ABD’deki yargı sistemi bizimkinden biraz farklı. Suçluyu cezalandırmaktan çok, suçu açığa çıkarıp tazmin etmeye dayalı bir sistem var. Savcılar, sanıklarla anlaşabiliyor. Pazarlık da edebiliyor. Hatta, ABD devletinin çıkarları adına adımlar da atabiliyor.
Meğer son dönemde, Türkiye’de bazı telefonlar, ABD’deki savcı tarafından aranıyormuş. Savcı kimlerle mi görüşüyor? SBK’nin mallarına ortak olanlarla, mallarına ipotek koyanlarla, “alacakları” nedeniyle mallarına haciz getirenlerle... Yani SBK ile ticari ilişki kuranlarla... Aradıklarına “şu an için haklarında bir soruşturma olmadığını” da söylüyor.
SATIŞ PAZARLIĞI
Neden mi arıyor?
Malum, ABD hazinesi, SBK’den alacaklı olduğunu söylüyor. Haliyle SBK’nin varlığında kendisinin de pay sahibi olduğunu iddia ediyor. İşte bu durumda, SBK hapisteyken, mallarının satılarak servetinin kaçırılmasını engellemeye çalışıyor. Kendisinin onayı olmadan hiçbir adım atılmamasını isteyen savcılık, aksi bir satış durumunda, bunu yapacak olanlara da “ABD adaletinden mal kaçırma suçlaması” sopasını gösteriyor.
Bu kadar mı diyeceksiniz...
Hayır, bu aşamadan sonra malların satışıyla ilgili pazarlık başlıyor. ABD savcılığı, olası satışlardan ABD hazinesine pay alacağı bir protokol yapıyor.
MEŞHUR UÇAK MASADA
“Örnek var mı” derseniz verebilirim. SBK’nin meşhur uçağını hatırladınız mı? Hani şu İçişleri Bakanı Süleyman Soylu’nun da Mehmet Ağar’ın da bindiği uçaktan bahsediyorum. SBK’nin ABD’de tutuklanmasının ardından borçları nedeniyle satışa çıkarılmıştı. İşte o uçağa ABD’li bir işadamı talip oldu. Tam bu sırada devreye giren ABD’deki savcılık, uçağın satışından pay bekleyenleri arayarak masaya oturdu. ABD’deki savcılık kaynaklarının verdiği bilgiye göre anlaşmaya da varıldı. Uçağın önümüzdeki günlerde satışıyla, gelirin bir kısmı ABD hazinesine kaydolacak. Söz konusu satışın ardından, belgesi de muhtemelen dava dosyasına girecek.

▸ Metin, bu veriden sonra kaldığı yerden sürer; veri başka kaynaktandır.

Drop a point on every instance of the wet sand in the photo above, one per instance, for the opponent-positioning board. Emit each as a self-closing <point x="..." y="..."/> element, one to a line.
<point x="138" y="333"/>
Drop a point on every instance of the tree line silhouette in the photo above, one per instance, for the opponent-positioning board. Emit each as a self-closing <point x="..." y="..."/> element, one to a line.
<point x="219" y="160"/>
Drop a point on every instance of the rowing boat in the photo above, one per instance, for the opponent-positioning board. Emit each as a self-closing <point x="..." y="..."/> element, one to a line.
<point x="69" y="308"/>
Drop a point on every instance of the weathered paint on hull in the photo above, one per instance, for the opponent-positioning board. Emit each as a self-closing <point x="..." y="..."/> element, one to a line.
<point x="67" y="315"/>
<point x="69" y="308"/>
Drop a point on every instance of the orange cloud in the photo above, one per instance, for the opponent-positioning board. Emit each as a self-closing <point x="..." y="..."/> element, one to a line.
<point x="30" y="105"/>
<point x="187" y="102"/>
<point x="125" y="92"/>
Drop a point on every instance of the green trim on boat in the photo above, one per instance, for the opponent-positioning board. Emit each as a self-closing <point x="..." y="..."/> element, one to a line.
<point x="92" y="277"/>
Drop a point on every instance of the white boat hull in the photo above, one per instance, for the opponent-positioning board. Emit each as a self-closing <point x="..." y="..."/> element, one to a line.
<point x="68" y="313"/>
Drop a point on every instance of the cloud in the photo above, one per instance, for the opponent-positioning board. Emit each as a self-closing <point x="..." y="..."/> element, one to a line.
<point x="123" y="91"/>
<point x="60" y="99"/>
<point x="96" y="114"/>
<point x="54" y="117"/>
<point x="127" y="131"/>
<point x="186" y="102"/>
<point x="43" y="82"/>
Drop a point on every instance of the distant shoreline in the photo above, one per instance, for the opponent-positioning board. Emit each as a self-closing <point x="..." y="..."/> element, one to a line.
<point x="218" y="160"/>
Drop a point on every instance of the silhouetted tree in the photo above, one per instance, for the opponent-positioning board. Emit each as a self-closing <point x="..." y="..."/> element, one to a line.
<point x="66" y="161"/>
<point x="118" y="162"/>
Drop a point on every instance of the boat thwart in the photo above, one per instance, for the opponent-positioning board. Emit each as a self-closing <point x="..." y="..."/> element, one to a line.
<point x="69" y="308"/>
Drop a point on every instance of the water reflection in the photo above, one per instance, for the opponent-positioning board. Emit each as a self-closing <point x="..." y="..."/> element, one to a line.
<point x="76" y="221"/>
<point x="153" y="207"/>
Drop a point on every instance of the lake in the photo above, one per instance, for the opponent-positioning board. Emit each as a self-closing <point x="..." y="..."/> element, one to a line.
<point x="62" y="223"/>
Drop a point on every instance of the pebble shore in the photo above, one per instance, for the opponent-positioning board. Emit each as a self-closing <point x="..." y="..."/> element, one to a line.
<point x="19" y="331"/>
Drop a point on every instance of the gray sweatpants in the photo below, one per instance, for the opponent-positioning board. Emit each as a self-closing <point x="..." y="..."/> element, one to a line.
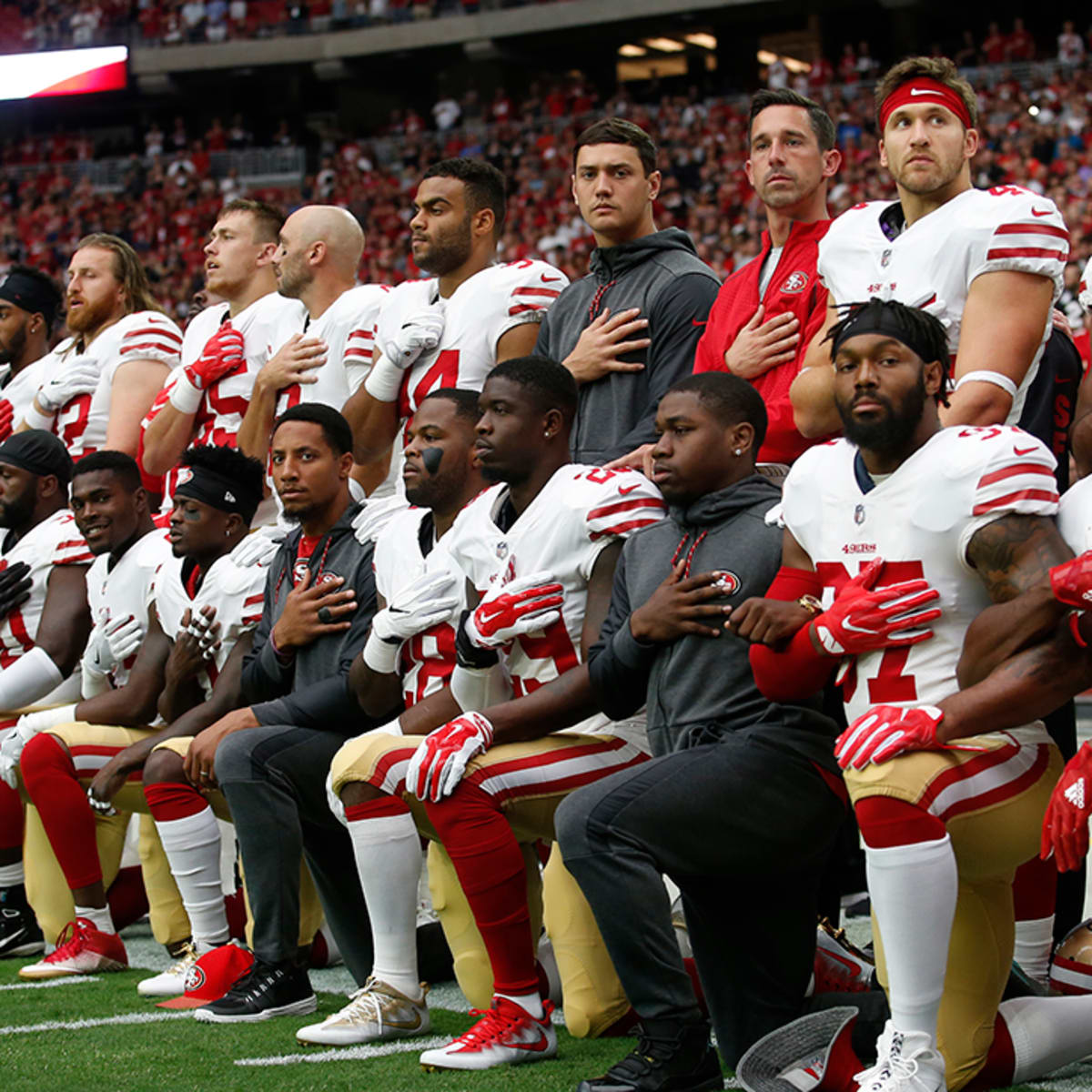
<point x="743" y="829"/>
<point x="274" y="780"/>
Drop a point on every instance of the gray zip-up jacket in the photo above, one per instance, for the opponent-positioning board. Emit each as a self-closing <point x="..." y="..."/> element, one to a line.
<point x="310" y="689"/>
<point x="700" y="688"/>
<point x="663" y="276"/>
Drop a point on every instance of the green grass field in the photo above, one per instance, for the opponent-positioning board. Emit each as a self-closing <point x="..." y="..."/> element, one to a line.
<point x="101" y="1036"/>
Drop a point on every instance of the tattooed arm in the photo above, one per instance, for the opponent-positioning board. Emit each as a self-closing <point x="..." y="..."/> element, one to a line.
<point x="1013" y="557"/>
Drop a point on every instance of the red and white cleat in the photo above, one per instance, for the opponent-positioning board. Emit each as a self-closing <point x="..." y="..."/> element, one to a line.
<point x="81" y="949"/>
<point x="840" y="966"/>
<point x="507" y="1035"/>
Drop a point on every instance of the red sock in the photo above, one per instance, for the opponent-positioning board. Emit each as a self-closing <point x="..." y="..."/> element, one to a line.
<point x="885" y="822"/>
<point x="1000" y="1062"/>
<point x="490" y="869"/>
<point x="11" y="819"/>
<point x="172" y="800"/>
<point x="1035" y="890"/>
<point x="55" y="790"/>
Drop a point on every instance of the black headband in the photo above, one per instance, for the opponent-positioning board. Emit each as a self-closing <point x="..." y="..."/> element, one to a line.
<point x="214" y="490"/>
<point x="32" y="295"/>
<point x="879" y="317"/>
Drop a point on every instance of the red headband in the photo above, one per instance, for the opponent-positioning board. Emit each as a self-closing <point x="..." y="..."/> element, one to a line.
<point x="924" y="90"/>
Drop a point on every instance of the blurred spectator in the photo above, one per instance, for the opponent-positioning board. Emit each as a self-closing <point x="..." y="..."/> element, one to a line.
<point x="1070" y="46"/>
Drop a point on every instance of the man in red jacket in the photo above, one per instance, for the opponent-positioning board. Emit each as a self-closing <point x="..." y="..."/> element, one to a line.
<point x="767" y="312"/>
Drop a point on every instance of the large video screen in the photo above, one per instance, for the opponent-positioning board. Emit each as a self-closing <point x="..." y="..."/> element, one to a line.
<point x="63" y="72"/>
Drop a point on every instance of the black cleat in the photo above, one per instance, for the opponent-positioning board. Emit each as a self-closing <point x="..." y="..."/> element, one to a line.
<point x="670" y="1057"/>
<point x="19" y="928"/>
<point x="268" y="991"/>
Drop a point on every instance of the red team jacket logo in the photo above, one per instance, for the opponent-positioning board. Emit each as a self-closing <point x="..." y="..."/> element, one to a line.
<point x="795" y="283"/>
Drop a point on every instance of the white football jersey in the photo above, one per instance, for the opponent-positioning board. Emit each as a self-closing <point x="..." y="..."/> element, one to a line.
<point x="933" y="262"/>
<point x="238" y="592"/>
<point x="579" y="511"/>
<point x="55" y="541"/>
<point x="475" y="317"/>
<point x="427" y="660"/>
<point x="265" y="326"/>
<point x="126" y="589"/>
<point x="20" y="390"/>
<point x="920" y="520"/>
<point x="145" y="336"/>
<point x="349" y="328"/>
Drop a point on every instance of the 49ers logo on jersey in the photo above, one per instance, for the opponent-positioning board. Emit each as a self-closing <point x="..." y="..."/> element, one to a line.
<point x="795" y="283"/>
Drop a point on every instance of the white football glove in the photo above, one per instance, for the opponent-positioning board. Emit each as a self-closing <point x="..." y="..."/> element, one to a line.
<point x="420" y="333"/>
<point x="259" y="547"/>
<point x="375" y="516"/>
<point x="26" y="727"/>
<point x="440" y="762"/>
<point x="523" y="605"/>
<point x="82" y="378"/>
<point x="421" y="604"/>
<point x="124" y="637"/>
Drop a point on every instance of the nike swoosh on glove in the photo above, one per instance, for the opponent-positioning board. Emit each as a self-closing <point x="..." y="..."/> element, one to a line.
<point x="864" y="618"/>
<point x="1071" y="582"/>
<point x="1066" y="823"/>
<point x="521" y="606"/>
<point x="440" y="763"/>
<point x="420" y="333"/>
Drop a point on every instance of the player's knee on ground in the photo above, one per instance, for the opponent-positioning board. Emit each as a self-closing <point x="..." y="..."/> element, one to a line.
<point x="593" y="997"/>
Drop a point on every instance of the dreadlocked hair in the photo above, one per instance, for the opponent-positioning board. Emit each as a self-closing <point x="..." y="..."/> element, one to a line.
<point x="921" y="331"/>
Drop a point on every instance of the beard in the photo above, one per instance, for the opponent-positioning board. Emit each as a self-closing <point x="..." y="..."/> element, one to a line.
<point x="893" y="432"/>
<point x="448" y="251"/>
<point x="90" y="317"/>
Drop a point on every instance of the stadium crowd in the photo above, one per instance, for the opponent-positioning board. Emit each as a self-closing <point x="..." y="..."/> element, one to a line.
<point x="721" y="522"/>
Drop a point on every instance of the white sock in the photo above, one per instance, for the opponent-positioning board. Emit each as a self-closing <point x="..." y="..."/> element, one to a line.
<point x="388" y="861"/>
<point x="192" y="849"/>
<point x="11" y="875"/>
<point x="530" y="1003"/>
<point x="913" y="889"/>
<point x="99" y="916"/>
<point x="1033" y="948"/>
<point x="1046" y="1033"/>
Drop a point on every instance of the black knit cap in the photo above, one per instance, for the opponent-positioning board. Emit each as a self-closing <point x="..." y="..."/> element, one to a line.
<point x="34" y="295"/>
<point x="37" y="452"/>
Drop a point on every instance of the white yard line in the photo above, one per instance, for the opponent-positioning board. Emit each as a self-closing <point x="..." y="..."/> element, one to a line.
<point x="128" y="1018"/>
<point x="75" y="981"/>
<point x="349" y="1053"/>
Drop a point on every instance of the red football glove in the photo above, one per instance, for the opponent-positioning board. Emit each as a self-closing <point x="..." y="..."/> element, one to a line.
<point x="863" y="620"/>
<point x="6" y="419"/>
<point x="1071" y="582"/>
<point x="223" y="353"/>
<point x="1066" y="823"/>
<point x="887" y="731"/>
<point x="520" y="606"/>
<point x="440" y="763"/>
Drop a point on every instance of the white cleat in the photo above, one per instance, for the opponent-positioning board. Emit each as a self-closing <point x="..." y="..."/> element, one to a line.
<point x="376" y="1011"/>
<point x="906" y="1062"/>
<point x="507" y="1035"/>
<point x="172" y="982"/>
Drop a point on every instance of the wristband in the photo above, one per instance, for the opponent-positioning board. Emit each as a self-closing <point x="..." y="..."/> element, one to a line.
<point x="185" y="397"/>
<point x="36" y="419"/>
<point x="380" y="655"/>
<point x="385" y="380"/>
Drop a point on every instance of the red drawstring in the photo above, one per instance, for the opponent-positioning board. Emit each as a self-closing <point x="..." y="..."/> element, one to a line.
<point x="689" y="556"/>
<point x="593" y="309"/>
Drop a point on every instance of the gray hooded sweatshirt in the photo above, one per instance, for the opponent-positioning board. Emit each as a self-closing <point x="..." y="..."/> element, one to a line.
<point x="698" y="689"/>
<point x="663" y="276"/>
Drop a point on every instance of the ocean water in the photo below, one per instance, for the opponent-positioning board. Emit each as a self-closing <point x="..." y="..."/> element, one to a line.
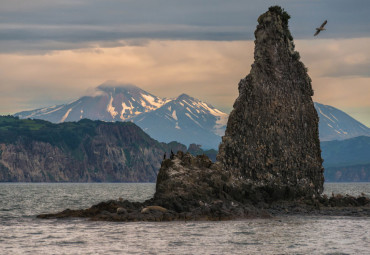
<point x="22" y="233"/>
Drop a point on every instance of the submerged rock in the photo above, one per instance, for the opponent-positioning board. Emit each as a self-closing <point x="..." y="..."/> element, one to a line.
<point x="269" y="159"/>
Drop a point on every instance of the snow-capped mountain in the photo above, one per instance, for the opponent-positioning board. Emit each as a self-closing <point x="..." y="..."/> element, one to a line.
<point x="183" y="119"/>
<point x="109" y="103"/>
<point x="337" y="125"/>
<point x="186" y="120"/>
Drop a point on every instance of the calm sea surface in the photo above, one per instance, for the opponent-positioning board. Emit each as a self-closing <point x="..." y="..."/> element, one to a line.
<point x="22" y="233"/>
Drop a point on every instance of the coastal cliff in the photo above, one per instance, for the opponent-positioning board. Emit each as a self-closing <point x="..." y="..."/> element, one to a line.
<point x="85" y="151"/>
<point x="269" y="160"/>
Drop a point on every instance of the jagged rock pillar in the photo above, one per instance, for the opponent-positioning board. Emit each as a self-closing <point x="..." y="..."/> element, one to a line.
<point x="271" y="141"/>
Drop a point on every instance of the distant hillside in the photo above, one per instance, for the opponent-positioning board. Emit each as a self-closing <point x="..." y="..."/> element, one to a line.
<point x="84" y="151"/>
<point x="337" y="125"/>
<point x="183" y="119"/>
<point x="347" y="160"/>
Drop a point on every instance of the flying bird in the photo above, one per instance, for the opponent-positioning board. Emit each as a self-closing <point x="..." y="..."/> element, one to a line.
<point x="321" y="28"/>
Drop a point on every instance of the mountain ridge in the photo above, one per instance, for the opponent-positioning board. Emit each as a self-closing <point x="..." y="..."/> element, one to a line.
<point x="184" y="118"/>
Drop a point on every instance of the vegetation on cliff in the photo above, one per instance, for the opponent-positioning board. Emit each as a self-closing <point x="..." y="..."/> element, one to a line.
<point x="84" y="151"/>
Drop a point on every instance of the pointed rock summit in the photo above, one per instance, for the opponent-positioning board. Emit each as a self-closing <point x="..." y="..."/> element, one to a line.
<point x="270" y="151"/>
<point x="272" y="141"/>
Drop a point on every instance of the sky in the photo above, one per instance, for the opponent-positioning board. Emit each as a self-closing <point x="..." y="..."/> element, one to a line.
<point x="53" y="52"/>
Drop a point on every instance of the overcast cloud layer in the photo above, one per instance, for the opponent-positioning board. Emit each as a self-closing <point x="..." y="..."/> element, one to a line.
<point x="42" y="25"/>
<point x="52" y="52"/>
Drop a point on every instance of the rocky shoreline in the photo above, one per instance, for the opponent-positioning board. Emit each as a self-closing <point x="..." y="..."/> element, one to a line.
<point x="269" y="161"/>
<point x="196" y="204"/>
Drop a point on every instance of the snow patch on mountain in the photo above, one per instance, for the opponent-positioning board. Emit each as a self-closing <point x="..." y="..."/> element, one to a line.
<point x="111" y="108"/>
<point x="65" y="115"/>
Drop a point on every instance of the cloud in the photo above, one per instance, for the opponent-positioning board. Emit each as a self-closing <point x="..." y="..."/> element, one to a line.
<point x="41" y="25"/>
<point x="209" y="70"/>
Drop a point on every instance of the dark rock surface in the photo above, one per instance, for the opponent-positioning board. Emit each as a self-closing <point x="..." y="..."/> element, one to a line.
<point x="270" y="162"/>
<point x="272" y="139"/>
<point x="194" y="188"/>
<point x="84" y="151"/>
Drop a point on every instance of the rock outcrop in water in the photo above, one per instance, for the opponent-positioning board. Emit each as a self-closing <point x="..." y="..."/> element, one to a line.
<point x="272" y="141"/>
<point x="270" y="159"/>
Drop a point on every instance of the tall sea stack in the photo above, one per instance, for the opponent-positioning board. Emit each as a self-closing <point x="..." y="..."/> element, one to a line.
<point x="271" y="141"/>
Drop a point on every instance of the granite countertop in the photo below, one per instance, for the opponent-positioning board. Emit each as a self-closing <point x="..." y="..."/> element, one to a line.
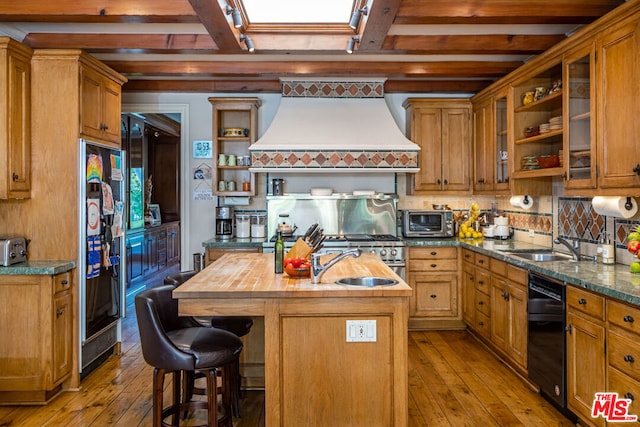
<point x="615" y="281"/>
<point x="233" y="243"/>
<point x="47" y="268"/>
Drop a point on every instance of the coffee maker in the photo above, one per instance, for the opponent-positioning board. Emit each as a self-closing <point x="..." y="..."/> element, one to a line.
<point x="224" y="222"/>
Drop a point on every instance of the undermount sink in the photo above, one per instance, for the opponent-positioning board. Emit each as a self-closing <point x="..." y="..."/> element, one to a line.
<point x="542" y="256"/>
<point x="367" y="281"/>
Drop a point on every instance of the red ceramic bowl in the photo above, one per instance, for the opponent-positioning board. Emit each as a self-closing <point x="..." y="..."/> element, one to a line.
<point x="551" y="161"/>
<point x="298" y="272"/>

Öğrendiklerimiz şimdilik bu kadar...
Benim merak ettiğim, bu varlık takibi nereye kadar uzanacak. İktidarın derinliklerindeki ortaklıklar ya da kimi yargı mensuplarının altındaki arabalar da “o bizim” denilerek istenecek mi?
Hesaplaşıp bitiremediklerimiz bizimle birlikte geliyor. Kim bilir, bir gün bütün hikâyeyi baştan sona okuyacak, kendi yaşamımızın öyküsünde ne çok şey kaçırdığımızı fark edeceğiz.